C’est pourquoi les femmes sont plus aptes à la parole, à la relation, que les hommes, car ces zones sont plus stimulées dans leur cerveau. En général, quand les filles font une sortie entre elles c’est pour parler, tandis que les garçons ont un programme, ils sortent pour faire quelque chose. Ceci ne signifie pas évidemment que les garçons et les filles ne sont pas égaux, leur nature humaine est la même, il s’agit d’une « unidualité » de la personne humaine, selon l’expression de saint Jean-Paul II. Dieu a voulu nous créer ainsi pour nous éviter la solitude, et nous faire participer à sa relation trinitaire. L’homme et la femme sont des êtres de relation.
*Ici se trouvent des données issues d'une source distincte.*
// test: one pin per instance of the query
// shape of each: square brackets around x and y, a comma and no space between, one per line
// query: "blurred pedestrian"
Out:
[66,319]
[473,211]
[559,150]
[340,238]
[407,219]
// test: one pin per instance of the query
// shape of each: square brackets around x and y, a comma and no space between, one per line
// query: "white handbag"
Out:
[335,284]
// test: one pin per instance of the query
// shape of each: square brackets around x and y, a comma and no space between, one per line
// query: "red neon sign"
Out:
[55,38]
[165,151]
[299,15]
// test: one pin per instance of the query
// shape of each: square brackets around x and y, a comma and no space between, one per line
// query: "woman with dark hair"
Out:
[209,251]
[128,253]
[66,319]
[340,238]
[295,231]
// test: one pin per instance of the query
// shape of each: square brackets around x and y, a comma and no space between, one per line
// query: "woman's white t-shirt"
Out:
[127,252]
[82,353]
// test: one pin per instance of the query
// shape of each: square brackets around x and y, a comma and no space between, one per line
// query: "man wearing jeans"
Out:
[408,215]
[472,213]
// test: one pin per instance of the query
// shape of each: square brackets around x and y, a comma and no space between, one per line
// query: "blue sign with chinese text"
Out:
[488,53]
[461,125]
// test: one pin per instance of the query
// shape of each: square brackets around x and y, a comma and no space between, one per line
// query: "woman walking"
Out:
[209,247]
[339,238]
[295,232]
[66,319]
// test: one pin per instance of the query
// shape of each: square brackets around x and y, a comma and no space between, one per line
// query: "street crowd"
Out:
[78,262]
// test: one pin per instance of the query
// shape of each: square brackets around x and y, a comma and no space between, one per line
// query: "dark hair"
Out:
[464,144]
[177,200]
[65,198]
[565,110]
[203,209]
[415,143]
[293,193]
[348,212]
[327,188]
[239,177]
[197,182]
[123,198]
L’identité de la femme est abîmée
L’idéologie du genre se présente au début comme une défense des droits mais elle se termine par une dissolution de l’identité, qui défigure le profil de la personne humaine et le sens de son existence. Il s’agit de rectifier la distorsion du genre qui nie la différence sexuelle et scinde la personne en deux parties : un corps à modeler d’un côté et une volonté pure de l’autre.
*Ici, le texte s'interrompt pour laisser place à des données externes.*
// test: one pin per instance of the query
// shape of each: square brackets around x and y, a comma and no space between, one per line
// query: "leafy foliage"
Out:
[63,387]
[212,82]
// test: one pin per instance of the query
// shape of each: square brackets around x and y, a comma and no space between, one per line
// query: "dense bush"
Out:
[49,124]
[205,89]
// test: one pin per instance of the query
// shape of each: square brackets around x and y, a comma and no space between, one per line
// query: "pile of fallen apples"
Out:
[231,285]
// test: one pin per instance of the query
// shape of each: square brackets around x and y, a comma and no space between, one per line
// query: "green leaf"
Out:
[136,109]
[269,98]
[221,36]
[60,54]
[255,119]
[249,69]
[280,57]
De centrifuge la personne devient centripète, le sens est inversé, la personne devient alors fonctionnelle et enfermée dans son soi. Car la personne humaine est au contraire invitée à sortir d’elle-même, au don.
La femme a, gravé en elle, un antidote, une intégration du corps spirituel et physique. La relation est plus intime chez la femme. L’âme est plus vivante chez la femme. Edith Stein parlait de la relation au corps. Les corps sont différents et la relation de l’homme et de la femme au corps est différente. La femme a une disposition radicale à la maternité, un potentiel à accueillir une autre personne en elle, elle mobilise toute sa personne et favorise l’unité. Il y a chez la femme une disposition unique pour le don et la maternité qui la rend proche de la vérité de la personne. C’est à la femme qu’on a confié la personne humaine. La femme peut donc inverser la tendance et lutter contre l’hégémonie de l’efficacité et l’utilité.
Les stéréotypes
Les stéréotypes peuvent aider les enfants, cela leur permet de comprendre la réalité avant d’en avoir un accès direct. Le stéréotype peut être rigide pour un adulte mais pas pour un enfant qui a besoin de repères solides et clairs. Le problème c’est de proposer aux enfants quelque chose de déstructurant.
Le paradoxe du PIB
Le PIB progresse si la femme sort de chez elle pour aller travailler. Cela donne du travail à d’autres femmes qui vont prendre en charge ce que faisait cette femme. Un accident fait monter le PIB : achat d’une nouvelle voiture, facture d’hôpital….Par contre, le travail invisible et gratuit effectué par la famille n’est pas pris en compte alors qu’il représenterait 40% en plus du PIB.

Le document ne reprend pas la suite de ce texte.